Today’s play date was spent with Sydney glued to my side and repeatedly stating, “I don’t want to be here”. I acknowledged her feelings, I explained how I wasn’t leaving and this is an opportunity to play with her friend and I reinforced the fact that I’d like to stay for a while as I was getting a chance to catch up with her friends mom.  Talking things through with Sydney is usually never too difficult in the sense of the actual explanation. What’s most difficult is dealing with the behaviour. This sort of encounter hasn’t occurred in so long it is frustrating to deal with. 

Why the tears?

Why can’t you just be happy?

Am I that bad a mom that you’re so miserable?

Why?

The answer, that’s just who Sydney is right now and we just have to face it head on. I don’t know what you’d call it exactly “a sucker for punishment”, “an optimist”, “ready for a challenge” I will not let this anxiety stand in our way. I refuse. I could have just left the play date today and come back to the house and let her have what she wanted but I wanted her to work through it and together we did. By the end of the play date she was at the computer with one of the siblings and playing a game and was even asking for help. I knew she could do it. But the two hours that led up to this wonderful moment was neither so happy, nor fun for either of us. What I hope to achieve by continually bringing her into situations that require her to so to speak “cope” is to find that laughter and frivolity that most kids just take for granted. I want her to realize that people want to befriend her and that she has so much to offer.

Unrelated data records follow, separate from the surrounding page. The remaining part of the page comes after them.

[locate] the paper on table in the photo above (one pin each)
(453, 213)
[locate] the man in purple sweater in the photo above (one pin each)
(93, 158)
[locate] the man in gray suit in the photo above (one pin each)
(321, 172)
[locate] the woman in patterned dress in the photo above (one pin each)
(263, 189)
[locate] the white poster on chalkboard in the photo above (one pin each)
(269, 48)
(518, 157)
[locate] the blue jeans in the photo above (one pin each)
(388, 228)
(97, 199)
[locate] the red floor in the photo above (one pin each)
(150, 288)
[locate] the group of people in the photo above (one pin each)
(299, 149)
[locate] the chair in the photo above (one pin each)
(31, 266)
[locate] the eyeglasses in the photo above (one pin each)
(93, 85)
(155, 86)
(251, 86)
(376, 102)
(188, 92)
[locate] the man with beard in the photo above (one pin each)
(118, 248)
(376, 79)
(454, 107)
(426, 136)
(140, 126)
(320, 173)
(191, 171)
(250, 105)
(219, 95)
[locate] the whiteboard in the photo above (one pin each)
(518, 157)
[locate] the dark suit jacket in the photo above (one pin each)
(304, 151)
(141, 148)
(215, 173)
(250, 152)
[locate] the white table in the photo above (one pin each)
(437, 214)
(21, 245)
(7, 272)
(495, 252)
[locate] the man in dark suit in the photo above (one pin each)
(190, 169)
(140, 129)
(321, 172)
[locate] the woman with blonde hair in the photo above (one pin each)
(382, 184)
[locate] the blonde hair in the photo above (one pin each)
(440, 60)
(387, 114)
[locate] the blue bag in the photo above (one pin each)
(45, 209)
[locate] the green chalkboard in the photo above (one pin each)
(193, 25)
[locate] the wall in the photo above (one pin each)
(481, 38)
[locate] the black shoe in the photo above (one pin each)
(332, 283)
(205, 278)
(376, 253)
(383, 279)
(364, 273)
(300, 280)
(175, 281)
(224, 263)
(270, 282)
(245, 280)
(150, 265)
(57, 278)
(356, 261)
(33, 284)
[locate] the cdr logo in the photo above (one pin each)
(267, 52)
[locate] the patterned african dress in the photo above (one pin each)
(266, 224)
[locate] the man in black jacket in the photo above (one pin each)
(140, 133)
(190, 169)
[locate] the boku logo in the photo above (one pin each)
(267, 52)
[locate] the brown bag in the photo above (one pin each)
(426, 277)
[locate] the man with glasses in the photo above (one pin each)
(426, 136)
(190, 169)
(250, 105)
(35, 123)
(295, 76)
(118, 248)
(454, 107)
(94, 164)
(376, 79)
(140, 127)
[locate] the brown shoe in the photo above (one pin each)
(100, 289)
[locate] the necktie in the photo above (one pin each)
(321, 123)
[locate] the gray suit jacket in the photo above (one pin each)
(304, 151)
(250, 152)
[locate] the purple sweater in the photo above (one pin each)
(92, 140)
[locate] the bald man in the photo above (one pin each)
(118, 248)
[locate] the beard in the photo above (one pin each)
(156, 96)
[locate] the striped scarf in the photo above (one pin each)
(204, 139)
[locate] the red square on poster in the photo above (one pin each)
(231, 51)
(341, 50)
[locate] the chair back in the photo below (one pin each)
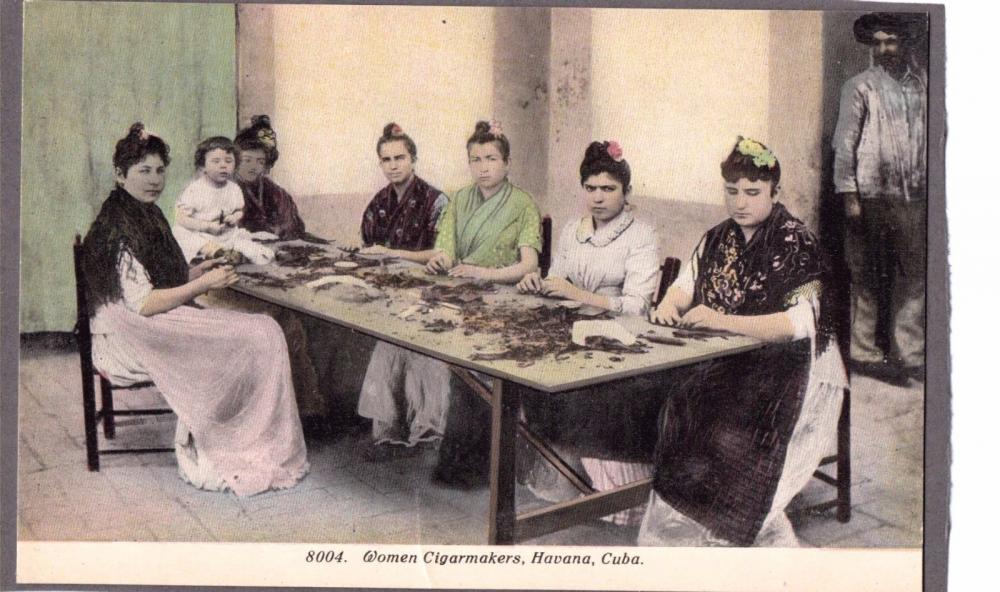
(545, 257)
(82, 328)
(669, 271)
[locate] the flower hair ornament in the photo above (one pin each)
(762, 157)
(267, 137)
(615, 151)
(495, 128)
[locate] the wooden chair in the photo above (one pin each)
(669, 271)
(842, 481)
(545, 257)
(106, 415)
(842, 458)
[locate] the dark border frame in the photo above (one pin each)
(937, 408)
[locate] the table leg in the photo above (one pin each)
(503, 514)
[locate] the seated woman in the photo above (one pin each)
(489, 231)
(209, 210)
(404, 393)
(607, 260)
(739, 436)
(401, 220)
(225, 374)
(267, 207)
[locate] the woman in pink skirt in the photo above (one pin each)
(225, 374)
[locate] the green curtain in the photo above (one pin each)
(90, 70)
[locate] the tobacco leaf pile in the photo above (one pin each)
(461, 294)
(439, 326)
(301, 256)
(310, 263)
(263, 279)
(531, 334)
(399, 281)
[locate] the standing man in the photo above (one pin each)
(880, 170)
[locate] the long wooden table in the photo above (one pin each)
(378, 313)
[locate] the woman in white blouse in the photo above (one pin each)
(606, 260)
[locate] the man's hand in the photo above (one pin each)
(852, 205)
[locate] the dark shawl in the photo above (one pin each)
(405, 223)
(125, 223)
(269, 208)
(725, 428)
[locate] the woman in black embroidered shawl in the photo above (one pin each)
(225, 374)
(733, 448)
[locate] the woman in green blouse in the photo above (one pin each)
(490, 230)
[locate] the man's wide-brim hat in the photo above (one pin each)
(908, 26)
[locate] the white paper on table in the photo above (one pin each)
(339, 279)
(610, 329)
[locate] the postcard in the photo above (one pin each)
(497, 296)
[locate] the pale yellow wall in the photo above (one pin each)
(675, 88)
(342, 72)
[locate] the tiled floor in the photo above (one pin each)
(345, 499)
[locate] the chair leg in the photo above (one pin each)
(844, 460)
(107, 409)
(90, 422)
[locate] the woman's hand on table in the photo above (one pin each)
(234, 218)
(470, 271)
(440, 263)
(703, 317)
(215, 227)
(665, 314)
(560, 288)
(218, 278)
(200, 269)
(531, 283)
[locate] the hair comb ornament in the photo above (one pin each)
(267, 137)
(762, 157)
(615, 151)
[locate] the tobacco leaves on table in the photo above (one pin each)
(460, 294)
(531, 334)
(399, 281)
(310, 263)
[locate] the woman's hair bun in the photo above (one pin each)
(259, 121)
(596, 151)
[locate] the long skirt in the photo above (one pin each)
(405, 394)
(724, 434)
(814, 437)
(311, 402)
(226, 375)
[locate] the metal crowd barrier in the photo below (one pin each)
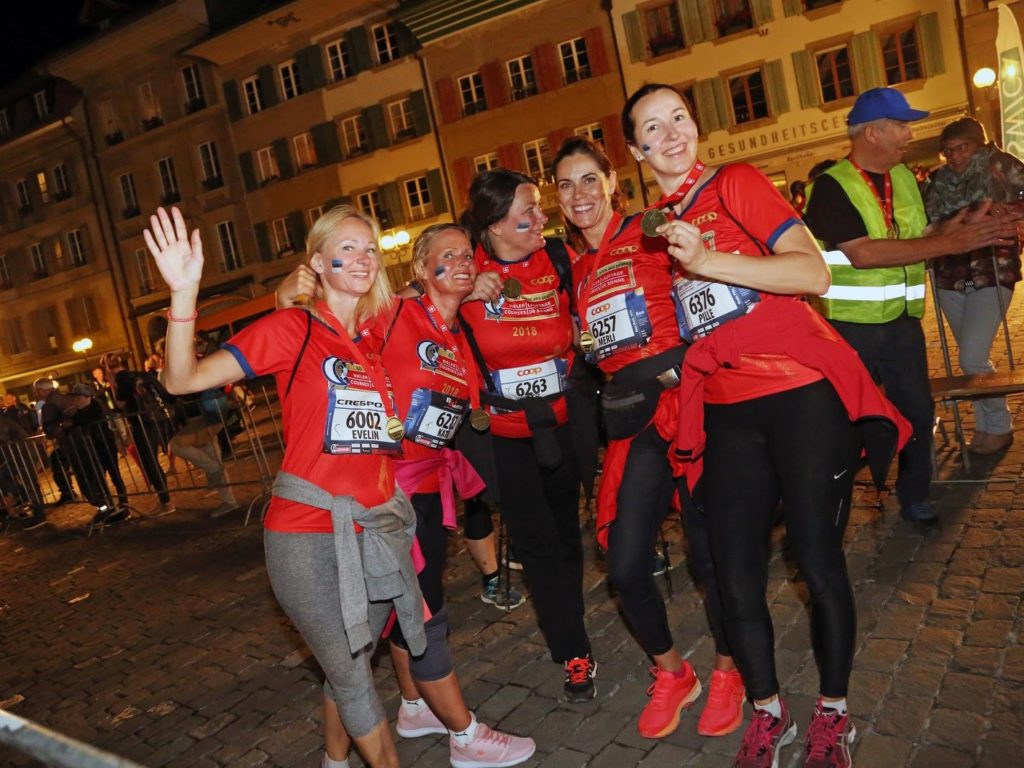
(123, 458)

So despite the tears and burying her face in my shoulder it was worth it in the end. What tomorrow will bring who knows I’m just taking it one day at a time. What else can I do?

A Week Already?

In fact it has been a week already living in the middle of “where the heck are my underwear” and “which suitcase did you say it was in”. So far it has been much easier than I had expected and the kids have adjusted so well. I think a big chunk of that for them is the fact that they’ve been able to see their grandparents every day and play in the backyard that is one massive outdoor adventure. The other day they caught a caterpillar and Sydney came back inside announcing “tonight the caterpillar sleeps with me”. My mother-in-law and I just looked at each other mortified at the fact that she wanted to bring such a furry wiggly creature into the house. We soon discovered that she meant she wanted it to stay in her box outside for the night and her brother would have visitation rights the next night.

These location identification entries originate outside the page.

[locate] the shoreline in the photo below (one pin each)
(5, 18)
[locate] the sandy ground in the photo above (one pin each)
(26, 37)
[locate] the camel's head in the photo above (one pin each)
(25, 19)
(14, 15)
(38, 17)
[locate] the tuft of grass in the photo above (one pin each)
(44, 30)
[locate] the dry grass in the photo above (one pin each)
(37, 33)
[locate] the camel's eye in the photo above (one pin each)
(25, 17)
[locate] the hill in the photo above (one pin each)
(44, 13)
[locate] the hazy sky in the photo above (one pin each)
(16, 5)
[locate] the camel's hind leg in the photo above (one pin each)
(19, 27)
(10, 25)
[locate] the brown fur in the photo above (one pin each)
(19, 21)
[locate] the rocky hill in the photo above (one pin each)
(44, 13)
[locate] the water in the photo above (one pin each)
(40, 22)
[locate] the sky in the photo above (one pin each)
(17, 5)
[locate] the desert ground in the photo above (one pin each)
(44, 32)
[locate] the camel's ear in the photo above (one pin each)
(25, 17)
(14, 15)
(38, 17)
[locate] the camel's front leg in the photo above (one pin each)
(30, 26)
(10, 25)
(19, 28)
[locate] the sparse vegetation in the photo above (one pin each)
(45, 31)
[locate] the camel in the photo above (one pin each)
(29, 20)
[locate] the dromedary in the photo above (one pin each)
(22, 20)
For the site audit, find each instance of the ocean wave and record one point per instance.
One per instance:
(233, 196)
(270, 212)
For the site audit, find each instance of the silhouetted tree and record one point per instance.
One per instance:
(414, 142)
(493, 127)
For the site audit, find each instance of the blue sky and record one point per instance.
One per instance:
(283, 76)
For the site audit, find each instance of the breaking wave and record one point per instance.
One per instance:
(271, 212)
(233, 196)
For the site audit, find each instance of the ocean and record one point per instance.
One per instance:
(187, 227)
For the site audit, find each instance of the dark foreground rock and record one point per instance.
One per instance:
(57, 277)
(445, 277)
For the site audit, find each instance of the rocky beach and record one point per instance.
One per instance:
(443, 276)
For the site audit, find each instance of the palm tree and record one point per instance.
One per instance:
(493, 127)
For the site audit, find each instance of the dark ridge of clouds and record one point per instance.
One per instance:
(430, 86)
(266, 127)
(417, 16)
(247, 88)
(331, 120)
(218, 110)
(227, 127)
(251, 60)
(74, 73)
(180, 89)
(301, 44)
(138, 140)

We’ve spent the week visiting with friends trying to get the most out of every visit. My in-laws are going to think I do nothing more than spend money and visit people. Yes, me living the glamorous life because if you ask my son he’ll say, “Mom sits and eats bonbons and watches TV during the day”. If you ask him if he’s being serious he’ll say, “Ya!”. I’m really not sure where he came to that conclusion all I know is it’s so far from the truth it’s not even funny. But none the less this week it’s been all about being out with people that we will all miss.

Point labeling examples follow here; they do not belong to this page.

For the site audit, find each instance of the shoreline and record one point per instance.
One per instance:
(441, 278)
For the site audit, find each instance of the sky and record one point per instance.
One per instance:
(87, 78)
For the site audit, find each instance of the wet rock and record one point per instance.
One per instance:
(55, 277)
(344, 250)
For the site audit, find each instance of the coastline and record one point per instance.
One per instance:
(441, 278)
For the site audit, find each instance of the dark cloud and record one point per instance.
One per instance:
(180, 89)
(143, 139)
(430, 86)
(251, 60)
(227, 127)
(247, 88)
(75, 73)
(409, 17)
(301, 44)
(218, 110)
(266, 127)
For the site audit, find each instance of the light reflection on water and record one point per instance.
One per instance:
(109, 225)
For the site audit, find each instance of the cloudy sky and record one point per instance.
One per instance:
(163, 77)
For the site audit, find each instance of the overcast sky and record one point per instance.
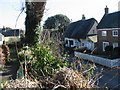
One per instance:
(10, 9)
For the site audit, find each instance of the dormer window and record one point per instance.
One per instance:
(115, 33)
(104, 33)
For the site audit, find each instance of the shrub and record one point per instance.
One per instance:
(42, 60)
(108, 48)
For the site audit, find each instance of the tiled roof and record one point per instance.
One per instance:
(79, 29)
(110, 20)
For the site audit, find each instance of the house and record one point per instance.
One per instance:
(81, 33)
(11, 35)
(109, 30)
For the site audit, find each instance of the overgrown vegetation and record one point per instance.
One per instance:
(44, 60)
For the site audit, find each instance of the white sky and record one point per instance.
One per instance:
(10, 9)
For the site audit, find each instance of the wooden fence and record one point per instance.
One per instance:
(99, 60)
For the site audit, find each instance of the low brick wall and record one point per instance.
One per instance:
(99, 60)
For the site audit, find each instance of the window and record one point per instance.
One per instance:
(115, 32)
(82, 44)
(71, 42)
(115, 44)
(104, 33)
(105, 44)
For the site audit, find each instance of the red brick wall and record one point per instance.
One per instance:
(109, 38)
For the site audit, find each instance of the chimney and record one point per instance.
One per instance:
(83, 17)
(106, 10)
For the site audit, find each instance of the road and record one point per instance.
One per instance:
(9, 72)
(110, 76)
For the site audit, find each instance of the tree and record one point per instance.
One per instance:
(34, 13)
(58, 22)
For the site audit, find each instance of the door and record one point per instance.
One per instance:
(105, 44)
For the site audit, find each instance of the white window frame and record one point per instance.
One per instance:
(107, 44)
(115, 33)
(115, 44)
(104, 33)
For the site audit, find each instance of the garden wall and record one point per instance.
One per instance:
(99, 60)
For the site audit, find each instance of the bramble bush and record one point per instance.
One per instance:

I think this week has been a needed week of reflection for the kids and a week to enjoy Mommy because for the first time in months I’m not distracted with packing and dismantling something. This week to me has felt like a bit of a vacation, sort of like when we went to British Columbia. But now as the days grow closer to July 10th we are all getting anxious to finally settle into our house. It’s been tough here though, because we still need to drive by the house. We feel like we’re spies and each time noticing something different. Just last night we saw the kitchen cupboards in the garage and a dump bin in the driveway. Just be kind to the house that’s all I ask.  So now we’re waiting for our turn, for our chance to settle in to our new space and have a chance to call it home. Soon enough…4 more days and counting.